Alban afirmou que a relação Brasil-Estados Unidos pode ir além do comércio tradicional. Segundo ele, as duas nações podem criar parcerias estratégicas para cadeias de suprimento mais seguras, menos expostas a tensões geopolíticas. A base produtiva brasileira e a tecnologia americana são vistas como combináveis para ganhos mútuos.

A agenda discutida em Nova York abordou atração de investimentos, redução de barreiras, minerais críticos, transição energética e inteligência artificial. O presidente da CNI defendeu que esses setores guiem uma nova fase da integração industrial entre os dois países.

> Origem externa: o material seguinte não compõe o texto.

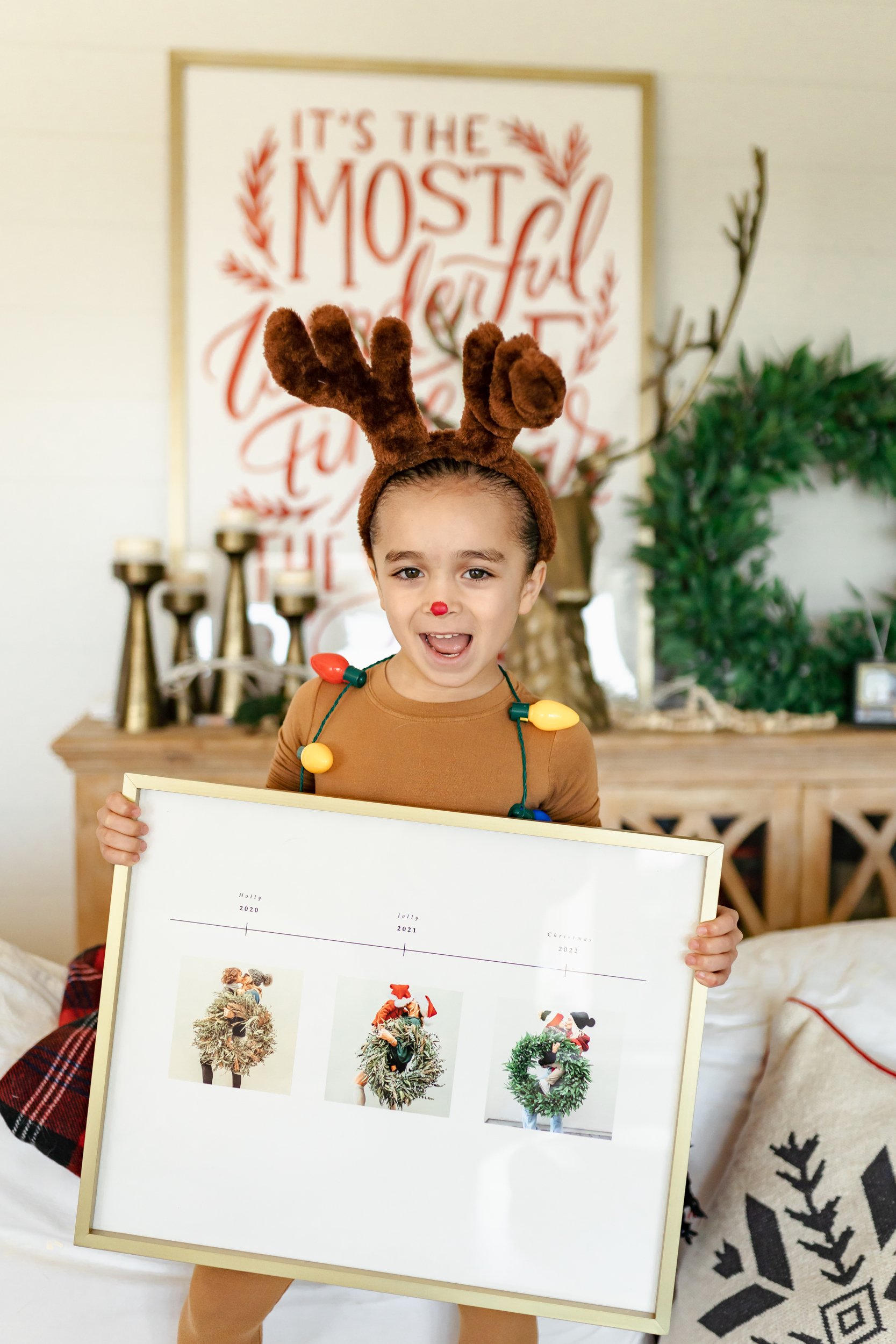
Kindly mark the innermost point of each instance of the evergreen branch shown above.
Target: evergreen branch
(671, 353)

Potenciais de indústria e sustentabilidade

Alban comentou que é preciso reverter percepções negativas no exterior sobre a produção brasileira. O dirigente citou energia renovável, biocombustíveis e reaproveitamento de áreas degradadas como vantagens competitivas.

Ele ressaltou que discutir ambientalmente deve ocorrer com base em dados, sem antagonizar produção e preservação. A indústria, segundo ele, é a força que mais investe em sustentabilidade.

Energia, investimentos e gargalos

O líder da CNI destacou a queda de custos de energia solar, eólica e baterias como fator para atrair novos projetos. Oferecer energia limpa, estável e competitiva pode favorecer setores tecnológicos, como data centers.

Contudo, Alban aponta gargalos históricos, incluindo custo de energia para consumidor, encargos, burocracia e insegurança jurídica. Ele afirmou que é preciso transformar condições naturais em projetos concretos.

Competitividade e estratégia

A indústria brasileira não busca proteção artificial, e sim condições de competição equilibradas. Para Alban, política industrial deve ser estratégia de desenvolvimento, com previsibilidade, financiamento e qualificação profissional.

Ele ressaltou a importância de reduzir o Custo Brasil e elevar a produtividade para fortalecer emprego, renda, inovação e soberania econômica. O Brasil, segundo ele, deve atuar com rapidez para atrair investimentos produtivos.

Conclusão de rumo estratégico

Alban encerrou destacando que o mundo reconhece a importância da indústria, e o Brasil precisa entender essa oportunidade e agir com agilidade para ter participação relevante em agendas de sustentabilidade, inovação e integração internacional.